From what I know, here goes (somebody feel free to correct me if I goof up)
1. The CPU must be able to have its multiplier and Vcore dropped while running. In other words, it must be Speedstep-capable. Pentium 3-M, Pentium 4-M, Pentium M, Core Solo/Duo, Pentium 4 6xx, and Pentium D 830, 840, and 840EE chips support this. (Most AMD Athlon 64s do too, and it's called Cool 'n Quiet, but it works the same way.)
2. The chipset must be able to change the multiplier and Vcore while the chip is running. Most chipsets past Intel's 810 and NVIDIA NF4 support this. I think that ATI's chipset may as well.
3. The BIOS generally offers a frontend to enable/disable Speedstep in the chipset.

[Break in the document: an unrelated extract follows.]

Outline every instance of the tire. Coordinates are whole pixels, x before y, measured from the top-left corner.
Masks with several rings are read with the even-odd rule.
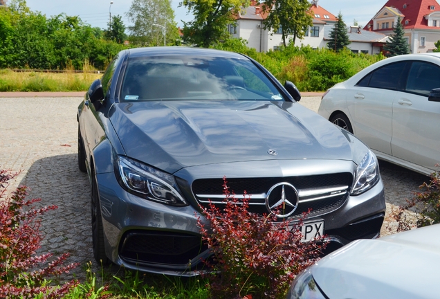
[[[353,134],[353,127],[351,127],[351,123],[345,114],[336,114],[332,116],[329,120],[330,120],[331,123],[336,125],[337,126],[339,126],[342,129],[345,129],[350,133]]]
[[[95,174],[93,174],[92,177],[91,226],[93,257],[95,257],[95,260],[98,264],[107,265],[110,264],[110,260],[105,255],[102,216],[101,215],[101,207],[100,205],[98,185],[96,183],[96,179],[95,179]]]
[[[80,131],[80,125],[78,125],[78,168],[81,172],[86,172],[86,152],[82,144],[82,138],[81,137],[81,132]]]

4. The OS is where most of the work happens. The system is polled for load every X milliseconds and the multiplier/Vcore adjusted to suit the load. High load = raising of multilier and Vcore, decreasing load = lowering of multiplier and Vcore. This polling can happen either in the kernel or in userspace, depending on the utility used to scale the frequency and the OS you're running. The scaling pattern is determined by how the OS's Speedstep governors are set up, either by Power Properties or by a 3rd-party program in Windows XP, or by a built-in utility like powernow, powersave, or cpudyn in Linux.